Dem unermüdlichen Findergeist von Friedrich Eich war dann auch die Idee zu danken, die Folge von Schlossbildern durch eine Schlossbildermusik zu ergänzen. Die Lenzburger wissen, dass diese Idee verwirklicht wurde, dass ich erstens figürliche Szenen im Geschmack mehrerer Jahrhunderte malte und dazu eine Musik schrieb, die all diese Szenen nicht untermalte, sondern gewissermassen symbolisierte. Die Uraufführung im Rittersaal durch das Zürcher Kammerorchester und Edmond de Stoutz bot alle Gewähr für eine belebte Wiedergabe. Eine Reihe der Schlossbilder war zudem zu sehen.

Nicht nur in diesem Fall wurden meine malerischen Arbeiten gleichzeitig mit jenen aus dem Musikgebiet geboten. Unter mehreren Beispielen möchte ich eine Veranstaltung im Bad Ragaz erwähnen und eine grössere Ausstellung bei Radio Paris, wo im Zusammenhang mit einem Konzert meine Bilder gezeigt wurden, die dann freilich vierzehn Tage zu sehen waren. Ähnlich wird es in Chur gehalten werden, wo an der Musikschule ein Konzert von Lehrern und eines von Schülern durchgeführt wird mit gleichzeitiger Präsentierung einer Anzahl von Bildern.

 

Das Problem der Doppelbegabung wird bei solchen Anlässen immer aufgerollt, und meist bin ich in Verlegenheit, darauf zu antworten. Die Doppelbegabung gibt es weit mehr als man gemeinhin annimmt; es bestehen auch mehrere Untersuchungen darüber, und einige Autoren wie Herbert Günther und Hans Christoph Worbs haben sich des Phänomens angenommen. Zu erklären ist es nie. Die Doppelbegabung ist einfach da. Frage bleibt immer nur, welche der beiden zur künstlerisch gültigen Äusserung kommt. Der betreffende Artist selber kann das am wenigsten beurteilen. An mir liegt nur immer, auf beiden Gebieten das zu geben, was meiner Kritik standhält.
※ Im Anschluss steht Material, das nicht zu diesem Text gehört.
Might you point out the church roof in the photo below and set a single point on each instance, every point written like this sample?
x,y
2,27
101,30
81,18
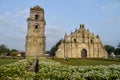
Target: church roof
x,y
36,8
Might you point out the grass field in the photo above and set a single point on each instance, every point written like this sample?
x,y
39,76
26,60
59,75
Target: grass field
x,y
88,62
7,61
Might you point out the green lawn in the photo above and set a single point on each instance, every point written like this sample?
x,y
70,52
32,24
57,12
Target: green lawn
x,y
87,62
7,61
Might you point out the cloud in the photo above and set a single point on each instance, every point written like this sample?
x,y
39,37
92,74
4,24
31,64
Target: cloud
x,y
22,13
53,35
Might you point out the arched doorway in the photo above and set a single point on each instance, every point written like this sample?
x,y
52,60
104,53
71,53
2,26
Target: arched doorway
x,y
83,53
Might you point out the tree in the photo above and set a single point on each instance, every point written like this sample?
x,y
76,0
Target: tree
x,y
117,50
4,50
110,49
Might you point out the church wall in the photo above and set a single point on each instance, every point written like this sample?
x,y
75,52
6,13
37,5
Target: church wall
x,y
81,40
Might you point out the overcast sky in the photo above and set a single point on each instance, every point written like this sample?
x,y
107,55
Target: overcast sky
x,y
99,16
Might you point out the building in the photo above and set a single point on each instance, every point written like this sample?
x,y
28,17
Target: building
x,y
35,39
81,44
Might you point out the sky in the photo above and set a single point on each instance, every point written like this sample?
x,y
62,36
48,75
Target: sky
x,y
99,16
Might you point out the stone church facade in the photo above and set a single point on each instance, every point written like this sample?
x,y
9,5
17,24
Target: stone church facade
x,y
35,39
81,44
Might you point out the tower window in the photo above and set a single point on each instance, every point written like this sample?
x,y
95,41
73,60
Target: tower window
x,y
36,26
36,17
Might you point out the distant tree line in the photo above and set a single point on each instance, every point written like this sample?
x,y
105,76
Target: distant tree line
x,y
5,51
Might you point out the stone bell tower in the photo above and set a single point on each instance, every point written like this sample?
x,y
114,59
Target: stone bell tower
x,y
35,39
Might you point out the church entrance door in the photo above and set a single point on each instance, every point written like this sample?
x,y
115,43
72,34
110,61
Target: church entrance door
x,y
83,53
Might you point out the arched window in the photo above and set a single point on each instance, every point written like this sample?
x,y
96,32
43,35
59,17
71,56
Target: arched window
x,y
36,17
36,26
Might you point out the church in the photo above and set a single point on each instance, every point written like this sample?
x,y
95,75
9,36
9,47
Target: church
x,y
35,38
81,44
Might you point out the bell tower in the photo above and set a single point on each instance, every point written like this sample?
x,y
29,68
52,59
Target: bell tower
x,y
35,38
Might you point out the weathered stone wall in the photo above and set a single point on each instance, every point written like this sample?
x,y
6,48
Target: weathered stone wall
x,y
81,44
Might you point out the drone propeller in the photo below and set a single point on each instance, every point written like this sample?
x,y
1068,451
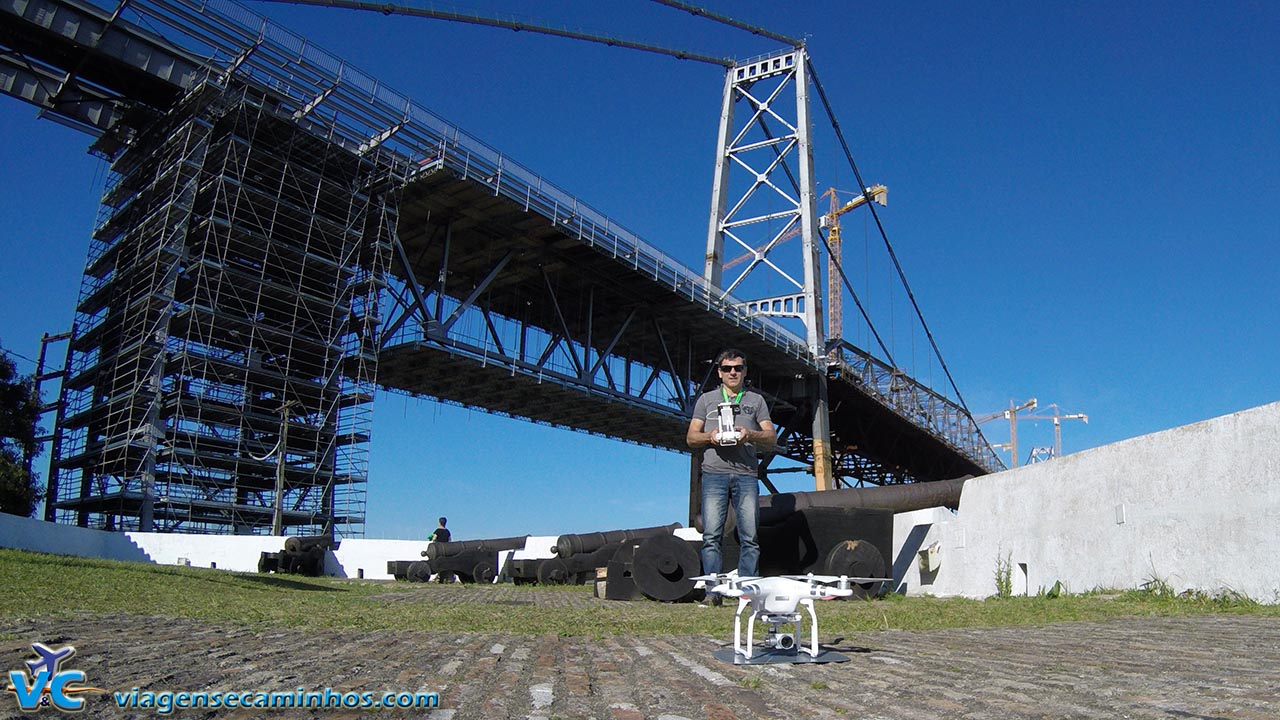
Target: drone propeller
x,y
841,579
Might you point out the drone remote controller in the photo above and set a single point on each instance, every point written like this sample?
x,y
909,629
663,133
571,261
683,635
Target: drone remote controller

Und so schreibe ich denn Musik und male Bilder.

Zu den Konzerten reise ich, wenn es sich ermöglichen lässt und wenn einer der Malschüler, Andreas Baumann und Beat Müller, meine Koffer trägt, wobei es für die Maler meist Dinge zu entdecken gibt, die sie festzuhalten verlockt. Und die Ausstellungen beschicke ich. Am einfachsten sind die in zweijährigem Turnus folgenden in der Galerie Rathausgasse. Doch kann man auch ein Auto oder einen Bus oder die Kisten eines Spediteurs vollpacken und die Ware nach Zürich, Basel, Winterthur, Baden, Zurzach und Wien senden. An jeder Wand nehmen sich die Bilder anders aus; jede Ausstellung ist eine Erfahrung, meist eine harte, wenn der Maler sich selber gegenüber unnachsichtig ist.

 

Aus: Peter Mieg als Maler. Bearbeitet von Brigitte Müller-Morach. Mit Beiträgen von Peter Mieg, Emil Maurer, Jean Rudolf von Salis, Edmond de Stoutz. Herausgegeben von der Ortsbürger-Kommission der Stadt Lenzburg. Lenzburg 1984.